O Estado, enquanto instituição representativa da sociedade como um todo, passou a ser responsabilizado também pelo bem-estar social. Não sem certa razão, na medida em que é ele que regula os mecanismo de distribuição de renda, por meio de controle de salário mínimo, preços de produtos, impostos e financiamentos. Conseqüentemente, é ele também responsável pelo crescimento galopante da pobreza no mundo.
Essa responsabilidade do Estado para com a população carente de uma nação parece não tender a diminuir sequer na atualidade, quando se avaliam suas atribuições e se verifica uma nítida tendência ao “enxugamento” de suas funções nas diversas nações. Mesmo que não se almeja um Estado que não intervenha na economia, permitindo que o mercado seja auto-regulamentado, ninguém pretende eximi-lo de suas responsabilidades para com a saúde, a educação e as populações pobres.
Tanto mais quando se sabe que as relações internacionais de mercado têm sido responsáveis pelo que passou a se chamar “dumping social” existência de salários ínfimos nos países em desenvolvimento para que seus produtos possam competir com os países desenvolvidos e industrializados. Os interesses econômicos que essa política defende tem nefastas conseqüências para a vida social, como a perda de conquistas duramente conseguidas pelos trabalhadores. Espera-se assim que o Estado representando a sociedade com um todo, tanto ricos como pobres, tanto trabalhadores como empresários, assim amenizando esta desigualdade social.
Portanto, se a responsabilidade do Estado em relação à pobreza foi maior nas economias dirigidas e centralizadas, ainda hoje se exigem medidas para a crescente pobreza de parte da população.
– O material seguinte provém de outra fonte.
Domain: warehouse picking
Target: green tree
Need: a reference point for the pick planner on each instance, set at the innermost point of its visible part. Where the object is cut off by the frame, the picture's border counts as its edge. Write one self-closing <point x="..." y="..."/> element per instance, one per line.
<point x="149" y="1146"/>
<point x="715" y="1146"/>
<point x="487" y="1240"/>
Quais são estas medidas e que políticas se acredita que o Estado poderia se desenvolver no sentido de minimizar desigualdades sociais.
Espera-se que o Estado promova a reforma agrária, diminuindo a concentração de terras e assegurando a permanência da população rural no campo. Concomitantemente, o Estado deve desenvolver uma política de créditos agrícolas capaz de auxiliar os pequenos proprietários rurais.
Propor também programas estatais de combate à pobreza, medidas de contenção da hiperurbanização, responsáveis pelas grandes misérias nas grandes cidades. A descentralização da industria e a flexibilidade nas atividades econômicas deve permitir uma melhor redistribuição de renda entre regiões, diminuindo o domínio de uma região sobre a outra.
Não há duvida que existem sistemas cujo desenvolvimento assegura uma melhor distribuição dos bens sociais, que prevêem formas mais adequadas de assistência à população.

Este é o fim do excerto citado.